The central thesis of this paper is that, of all the variables involved in a study startup, we can identify the key drivers that have a disproportionate impact on study startup performance. The goal is to enhance the ability to enhance the effectiveness and efficiency of trial monitoring and governance and give clinical study managers a tool by which they can manage clinical trial performance.

How we did this research

In order to identify the key drivers of study startup, we took a two-stage approach to the research. We first conducted a series of interviews with experienced clinical trials managers to identify all of the drivers of study startup performance and then statistically examined the relationship of each driver to study startup performance in a survey. This research is part of the Clinical Trials Outsourcing Performance (C-TOP) study, an ongoing collaboration between Drexel University and CRO Analytics. The research was conducted under Drexel University IRB approval.

For the first stage, we interviewed three dozen pharmaceutical and CRO executives with substantial experience in managing clinical trials. Each respondent was asked to identify the key drivers of clinical trial performance, why they thought it was important, and what actions by the clinical study team typically lead to success on that driver. The first key indicator mentioned by most of our respondents was the ability to adhere to operational timelines such as the project and operations plans, the study specific convention, forms and documents, regulatory submission, IT system setup, and the feasibility assessment.

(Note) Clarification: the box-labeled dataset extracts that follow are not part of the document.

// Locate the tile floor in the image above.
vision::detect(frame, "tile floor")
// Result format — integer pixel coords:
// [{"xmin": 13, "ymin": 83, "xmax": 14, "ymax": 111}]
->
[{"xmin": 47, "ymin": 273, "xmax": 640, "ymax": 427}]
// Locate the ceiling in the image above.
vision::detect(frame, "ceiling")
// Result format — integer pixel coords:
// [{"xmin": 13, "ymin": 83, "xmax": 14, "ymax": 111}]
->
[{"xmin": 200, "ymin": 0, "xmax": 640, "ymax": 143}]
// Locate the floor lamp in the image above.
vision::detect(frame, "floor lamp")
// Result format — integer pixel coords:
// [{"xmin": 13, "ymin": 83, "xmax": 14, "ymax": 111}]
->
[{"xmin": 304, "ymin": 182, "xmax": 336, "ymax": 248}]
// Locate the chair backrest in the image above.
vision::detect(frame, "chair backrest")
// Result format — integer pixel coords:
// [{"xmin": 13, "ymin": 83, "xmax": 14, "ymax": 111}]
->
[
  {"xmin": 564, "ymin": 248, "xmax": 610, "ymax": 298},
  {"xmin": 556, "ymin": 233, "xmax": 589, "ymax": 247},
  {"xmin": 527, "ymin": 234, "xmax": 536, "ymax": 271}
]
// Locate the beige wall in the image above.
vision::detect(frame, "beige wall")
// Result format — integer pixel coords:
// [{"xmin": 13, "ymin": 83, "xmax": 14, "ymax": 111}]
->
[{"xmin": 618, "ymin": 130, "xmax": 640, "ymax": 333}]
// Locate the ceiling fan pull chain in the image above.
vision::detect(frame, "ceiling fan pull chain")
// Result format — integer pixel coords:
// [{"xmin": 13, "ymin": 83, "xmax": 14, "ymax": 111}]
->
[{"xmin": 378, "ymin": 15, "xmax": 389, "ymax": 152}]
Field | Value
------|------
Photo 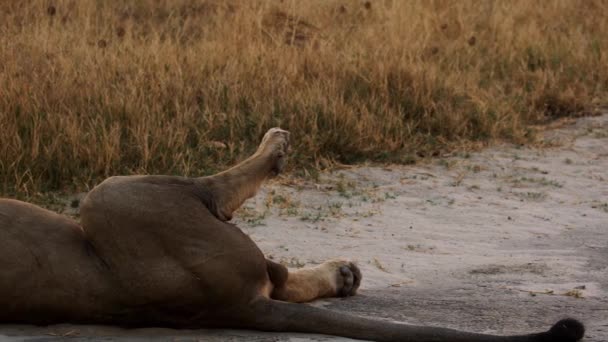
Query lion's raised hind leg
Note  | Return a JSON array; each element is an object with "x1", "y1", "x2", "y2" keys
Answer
[
  {"x1": 266, "y1": 259, "x2": 361, "y2": 303},
  {"x1": 199, "y1": 128, "x2": 289, "y2": 221}
]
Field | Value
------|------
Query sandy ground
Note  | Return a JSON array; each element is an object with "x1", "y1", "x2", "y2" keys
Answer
[{"x1": 0, "y1": 115, "x2": 608, "y2": 342}]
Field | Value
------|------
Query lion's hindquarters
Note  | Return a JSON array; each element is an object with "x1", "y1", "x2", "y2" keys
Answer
[
  {"x1": 0, "y1": 200, "x2": 107, "y2": 323},
  {"x1": 81, "y1": 179, "x2": 274, "y2": 325}
]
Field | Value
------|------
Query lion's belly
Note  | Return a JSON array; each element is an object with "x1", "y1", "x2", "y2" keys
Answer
[
  {"x1": 0, "y1": 199, "x2": 116, "y2": 323},
  {"x1": 80, "y1": 177, "x2": 269, "y2": 326}
]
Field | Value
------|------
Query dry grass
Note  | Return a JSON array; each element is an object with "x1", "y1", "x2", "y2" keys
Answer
[{"x1": 0, "y1": 0, "x2": 608, "y2": 194}]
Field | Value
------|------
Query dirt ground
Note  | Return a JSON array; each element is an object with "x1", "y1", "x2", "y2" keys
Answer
[{"x1": 0, "y1": 114, "x2": 608, "y2": 342}]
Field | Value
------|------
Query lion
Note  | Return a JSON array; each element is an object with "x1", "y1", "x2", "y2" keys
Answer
[{"x1": 0, "y1": 128, "x2": 584, "y2": 342}]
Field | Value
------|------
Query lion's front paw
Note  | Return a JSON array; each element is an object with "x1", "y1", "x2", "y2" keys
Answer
[
  {"x1": 258, "y1": 127, "x2": 290, "y2": 175},
  {"x1": 321, "y1": 259, "x2": 361, "y2": 297}
]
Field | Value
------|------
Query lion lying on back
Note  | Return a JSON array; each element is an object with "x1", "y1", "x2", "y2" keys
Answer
[{"x1": 0, "y1": 128, "x2": 584, "y2": 342}]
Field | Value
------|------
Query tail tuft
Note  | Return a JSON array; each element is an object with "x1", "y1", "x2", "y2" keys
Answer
[{"x1": 548, "y1": 318, "x2": 585, "y2": 342}]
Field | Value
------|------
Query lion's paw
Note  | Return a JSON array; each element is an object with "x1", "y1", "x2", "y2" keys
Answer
[
  {"x1": 258, "y1": 127, "x2": 290, "y2": 175},
  {"x1": 320, "y1": 259, "x2": 361, "y2": 297}
]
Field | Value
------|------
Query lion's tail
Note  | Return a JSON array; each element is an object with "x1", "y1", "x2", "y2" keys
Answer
[{"x1": 240, "y1": 298, "x2": 585, "y2": 342}]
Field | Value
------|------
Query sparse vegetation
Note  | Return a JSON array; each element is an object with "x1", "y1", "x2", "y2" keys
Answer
[{"x1": 0, "y1": 0, "x2": 608, "y2": 196}]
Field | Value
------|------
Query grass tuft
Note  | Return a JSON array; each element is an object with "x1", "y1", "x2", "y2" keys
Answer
[{"x1": 0, "y1": 0, "x2": 608, "y2": 194}]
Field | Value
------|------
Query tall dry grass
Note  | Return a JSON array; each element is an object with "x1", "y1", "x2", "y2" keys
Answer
[{"x1": 0, "y1": 0, "x2": 608, "y2": 194}]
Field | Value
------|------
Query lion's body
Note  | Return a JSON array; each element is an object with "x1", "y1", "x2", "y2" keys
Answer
[
  {"x1": 0, "y1": 129, "x2": 584, "y2": 342},
  {"x1": 0, "y1": 199, "x2": 111, "y2": 323}
]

Adhering to timelines was also mentioned in the context of managing investigator recruitment. Even though this factor could be categorized under the general ‘timeliness’ theme above, most of our respondents felt that it belonged with the other investigator-related factors such as the ability to identify qualified investigators, adhere to a timeline for recruiting investigators, and the investigators meetings.

Many of our respondents noted that timelines are very context-dependent. Just measuring the amount of time that it takes to complete an action provides inadequate information. Consider a trial in which it takes 21 days to complete the study specific convention. Is this good performance? The answer, of course, is that it depends on the study. Respondents felt that each study is unique enough that performance assessment items should be constructed in a way that accounts for the expectations associated with that trial.

Finally, the respondents in our interviews identified two key people that drove study startup performance – the project managers and clinical research associates (CRAs). For project managers, it is important that they be (1) knowledgeable about how to conduct clinical trials, the specific details of the client’s trial, and about good clinical practice and regulatory issues and (2) have good interpersonal skills in the sense that provided timely and effective communication, collaborate well, are proactive problem solvers, and have the ability to recommend effective solutions. The respondents did not delve into the specifics of CRA performance, so we created a global assessment for their performance.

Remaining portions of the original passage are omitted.